Obviously, to choose $n$ elements $X = \{x_1, x_2, \dotsc, x_n\}$ of a finite set $S$ so as to maximize their combined probability $P(X) = P(x_1) + P(x_2) + \dotsb + P(x_n)$, we may simply sort the elements of $S$ in descending order of probability and take the $n$ first ones.
Similarly, to choose the smallest subset $X \subset S$ that has at least some given combined probability $P(X) \ge P_\min$, we may again sort the elements of $S$ in descending order of probability and take as many elements, starting from the first, as we need to reach the desired combined probability $P_\min$.

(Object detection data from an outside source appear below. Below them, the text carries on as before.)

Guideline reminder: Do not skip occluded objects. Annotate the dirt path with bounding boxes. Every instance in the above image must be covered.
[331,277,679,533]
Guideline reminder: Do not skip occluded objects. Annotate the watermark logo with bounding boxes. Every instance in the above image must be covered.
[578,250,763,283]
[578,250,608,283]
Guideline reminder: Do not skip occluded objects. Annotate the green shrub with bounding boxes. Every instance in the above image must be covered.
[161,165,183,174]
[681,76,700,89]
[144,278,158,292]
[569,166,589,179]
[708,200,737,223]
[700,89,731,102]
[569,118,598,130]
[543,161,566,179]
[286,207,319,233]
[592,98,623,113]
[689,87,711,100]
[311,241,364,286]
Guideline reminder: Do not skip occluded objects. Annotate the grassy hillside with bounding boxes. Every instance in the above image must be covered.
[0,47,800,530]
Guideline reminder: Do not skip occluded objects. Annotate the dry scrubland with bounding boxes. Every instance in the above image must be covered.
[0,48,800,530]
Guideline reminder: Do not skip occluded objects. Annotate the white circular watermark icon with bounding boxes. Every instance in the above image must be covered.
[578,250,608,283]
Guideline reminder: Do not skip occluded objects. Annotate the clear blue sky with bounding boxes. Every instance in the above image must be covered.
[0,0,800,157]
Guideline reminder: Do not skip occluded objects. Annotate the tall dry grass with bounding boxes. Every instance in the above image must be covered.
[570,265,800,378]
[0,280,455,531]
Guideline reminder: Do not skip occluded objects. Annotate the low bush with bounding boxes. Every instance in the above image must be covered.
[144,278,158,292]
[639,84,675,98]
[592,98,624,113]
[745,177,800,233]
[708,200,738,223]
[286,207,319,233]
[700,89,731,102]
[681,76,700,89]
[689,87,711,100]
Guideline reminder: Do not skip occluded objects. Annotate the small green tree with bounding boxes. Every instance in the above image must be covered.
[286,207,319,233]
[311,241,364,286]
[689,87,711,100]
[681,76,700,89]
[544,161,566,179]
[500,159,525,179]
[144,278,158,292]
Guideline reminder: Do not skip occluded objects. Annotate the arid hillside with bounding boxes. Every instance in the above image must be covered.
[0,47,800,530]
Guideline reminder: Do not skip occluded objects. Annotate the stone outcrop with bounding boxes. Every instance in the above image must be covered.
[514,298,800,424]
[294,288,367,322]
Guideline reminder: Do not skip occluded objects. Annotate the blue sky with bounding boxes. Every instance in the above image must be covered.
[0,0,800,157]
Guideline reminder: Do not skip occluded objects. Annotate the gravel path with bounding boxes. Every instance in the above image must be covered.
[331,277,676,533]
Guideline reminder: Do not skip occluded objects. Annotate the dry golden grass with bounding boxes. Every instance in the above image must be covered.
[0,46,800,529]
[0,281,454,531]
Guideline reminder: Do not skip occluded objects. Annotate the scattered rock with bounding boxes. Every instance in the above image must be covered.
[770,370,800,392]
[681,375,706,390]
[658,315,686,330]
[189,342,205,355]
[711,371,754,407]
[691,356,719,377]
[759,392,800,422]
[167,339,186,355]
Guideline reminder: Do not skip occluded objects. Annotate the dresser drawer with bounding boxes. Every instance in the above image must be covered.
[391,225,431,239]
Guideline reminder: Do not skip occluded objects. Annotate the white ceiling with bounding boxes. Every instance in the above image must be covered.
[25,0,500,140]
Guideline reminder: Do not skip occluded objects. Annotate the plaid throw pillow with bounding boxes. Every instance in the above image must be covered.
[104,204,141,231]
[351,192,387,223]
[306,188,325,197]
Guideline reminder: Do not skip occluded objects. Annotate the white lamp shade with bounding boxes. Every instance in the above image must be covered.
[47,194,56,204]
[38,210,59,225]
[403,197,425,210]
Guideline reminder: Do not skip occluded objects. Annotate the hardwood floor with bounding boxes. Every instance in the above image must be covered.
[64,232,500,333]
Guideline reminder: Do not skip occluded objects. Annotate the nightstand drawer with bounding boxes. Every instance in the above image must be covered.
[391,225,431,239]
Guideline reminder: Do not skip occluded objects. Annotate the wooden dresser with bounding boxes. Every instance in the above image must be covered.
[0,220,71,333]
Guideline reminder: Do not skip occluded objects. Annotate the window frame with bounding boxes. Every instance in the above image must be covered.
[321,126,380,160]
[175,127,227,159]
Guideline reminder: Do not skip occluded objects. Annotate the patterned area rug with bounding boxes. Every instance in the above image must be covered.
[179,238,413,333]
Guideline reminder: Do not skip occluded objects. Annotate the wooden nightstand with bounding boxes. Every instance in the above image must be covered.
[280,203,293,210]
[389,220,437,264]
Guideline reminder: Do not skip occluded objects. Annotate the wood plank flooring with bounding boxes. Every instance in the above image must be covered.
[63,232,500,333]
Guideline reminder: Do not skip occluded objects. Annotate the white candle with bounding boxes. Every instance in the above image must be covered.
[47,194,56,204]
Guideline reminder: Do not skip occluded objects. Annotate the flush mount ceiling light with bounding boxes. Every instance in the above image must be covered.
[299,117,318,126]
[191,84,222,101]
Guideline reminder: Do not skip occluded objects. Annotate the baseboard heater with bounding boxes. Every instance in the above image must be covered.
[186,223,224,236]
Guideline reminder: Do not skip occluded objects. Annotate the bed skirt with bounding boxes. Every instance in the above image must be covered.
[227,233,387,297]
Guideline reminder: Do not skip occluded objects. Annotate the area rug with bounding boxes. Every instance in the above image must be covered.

If you desire some more complicate tradeoff between the number of chosen elements and their combined probability, you should first try to make clear what that tradeoff should be. In any case, for any preference function $f: \mathcal P(S) \to \mathbb R$ that satisfies $f(X) \ge f(X')$ whenever $|X| \le |X'|$ and $P(X) \ge P(X')$, the subset maximizing $f$ can always be found by sorting the elements of $S$ in descending order of probability and taking the first $k$ elements for some $k$; however, there may or may not be any way to determine the optimal value of $k$ except by trying all values from $0$ to $|S|$.
(To prove this, note that, for any $X \subset S$, the set $X' = \{x_1, x_2, \dotsc, x_n\}$, where $n = |X|$ and $x_1, x_2, \dotsc, x_{|S|}$ are the elements of $S$ sorted in descending order of probability, has $|X'| = |X|$ and $P(X') \ge P(X)$, and thus $f(X') \ge f(X)$.)